Art by its nature must be ethical. When an artist embraces the ethical element of creative expression, the borders of his license are clearly defined, and thus he is set free. A river gets where it is going because it has banks: that is why rivers are so much more romantic than puddles. Puddles have no banks - only a soggy shore where the sprawl of muddy water stops. Puddles lack the purposeful concentration of rivers, which focus their energy and resources in a particular direction. This is what ethical borders - and rules - are for.
Immediately, however, we are presented with a difficulty. There seems to be a widespread misunderstanding regarding not the application of rules, but rather the nature of rules. Commonly, rules are defined to be objective guidelines that bear little or no interpretation. They are presented in bulleted lists. Keeping them is approved. Breaking them is punished. End of discussion.
But what if rules are not objective at all, but rather inward and subjective? Further, what if particular rules are undiscoverable until the artist finds himself in need of one, and only then - intuitively - does he know how the thing must be?
There are rules behind the rules, and a unity which is deeper than uniformity. A supreme workman will never break by one note or one syllable or one stroke of the brush the living and inward law of the work he is producing. But he will break without scruple any number of those superficial regularities and orthodoxies which little, unimaginative critics mistake for its laws. The extent to which one can distinguish a just 'license' from a mere botch or failure of unity depends on the extent to which one has grasped the real and inward significance of the work as a whole.-C. S. Lewis, Miracles, (HarperCollins, 2001), 153
"A unity which is deeper than uniformity" - think about that. It's an inspiring idea, to be sure. I have many times wondered, in despair, whether there is life after grammar checkers. Here is a glimmer of hope.
Great art is made by those who have cultivated this sense of the "living and inward law of the work" and who have properly related this sense to the "rules" developed by "experts." That is why good musicians trust their ear, good chefs their palate, and good craftsman their tactile intuition. That is also why great artists always surprise everyone, eliciting the adoration of the public and the wrath of the critics.
This, then, is the reason that art must be ethical. Without an active sense of what is appropriate, meaningful, and honest, there is no art - only noise and confusion. Breaking the rules just for the sake of breaking the rules will get you exactly nowhere. In order to break the rules properly, one must recognize a higher law - that immutable substrate on which hang all our imperfect and convoluted interpretations, like cheap dollar store ornaments on a stately Douglas Fir Christmas tree.

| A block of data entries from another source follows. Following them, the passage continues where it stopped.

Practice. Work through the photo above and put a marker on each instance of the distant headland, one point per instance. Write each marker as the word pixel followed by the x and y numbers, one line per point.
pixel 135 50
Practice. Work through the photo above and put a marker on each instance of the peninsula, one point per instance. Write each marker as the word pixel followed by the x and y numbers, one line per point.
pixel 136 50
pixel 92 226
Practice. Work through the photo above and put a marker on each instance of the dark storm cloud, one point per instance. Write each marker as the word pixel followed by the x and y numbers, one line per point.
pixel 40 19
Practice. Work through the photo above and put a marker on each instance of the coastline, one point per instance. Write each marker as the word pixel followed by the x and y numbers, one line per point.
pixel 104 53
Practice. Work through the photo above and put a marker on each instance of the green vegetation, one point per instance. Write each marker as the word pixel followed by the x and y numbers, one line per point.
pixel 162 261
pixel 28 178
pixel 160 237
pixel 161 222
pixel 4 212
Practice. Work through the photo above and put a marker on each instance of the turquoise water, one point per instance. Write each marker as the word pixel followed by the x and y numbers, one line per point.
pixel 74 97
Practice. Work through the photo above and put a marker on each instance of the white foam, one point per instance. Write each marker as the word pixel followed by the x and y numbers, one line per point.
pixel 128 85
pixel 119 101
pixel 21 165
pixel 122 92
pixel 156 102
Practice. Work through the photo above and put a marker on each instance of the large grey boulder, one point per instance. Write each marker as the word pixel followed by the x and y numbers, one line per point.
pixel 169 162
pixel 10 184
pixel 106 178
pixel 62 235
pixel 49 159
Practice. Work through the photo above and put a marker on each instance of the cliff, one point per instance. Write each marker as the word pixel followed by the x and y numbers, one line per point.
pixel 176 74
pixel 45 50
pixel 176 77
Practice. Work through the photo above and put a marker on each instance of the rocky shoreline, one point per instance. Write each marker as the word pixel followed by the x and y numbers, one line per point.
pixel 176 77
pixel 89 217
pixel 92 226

In challenging the supremacy of "rules," I have no desire to diminish the value of conventions, such as proper punctuation. Without conventions there can be no communication, and without communication there can be no art. For instance, a small dot at the end of a string of words emphatically marks the end of a thought. Don't believe me? Then. try. reading. a. sentence. like. this. one. Such a sentence is near impossible to read, because the convention has been violated.
(The violation of convention may at times serve a specific artistic purpose, or it may serve an instructional purpose, as my sentence above just did. The point is that it is important to distinguish between the breaking of rules and the violation of conventions if we are to achieve true artistry without sacrificing comprehensibility.)
Perhaps prohibitions against photographers intruding into their shot would be nothing more than dusty rules that only get in the way. Suffice to say that the artist must satisfy his own conscience regarding means and ends. The shortest road is not always the best.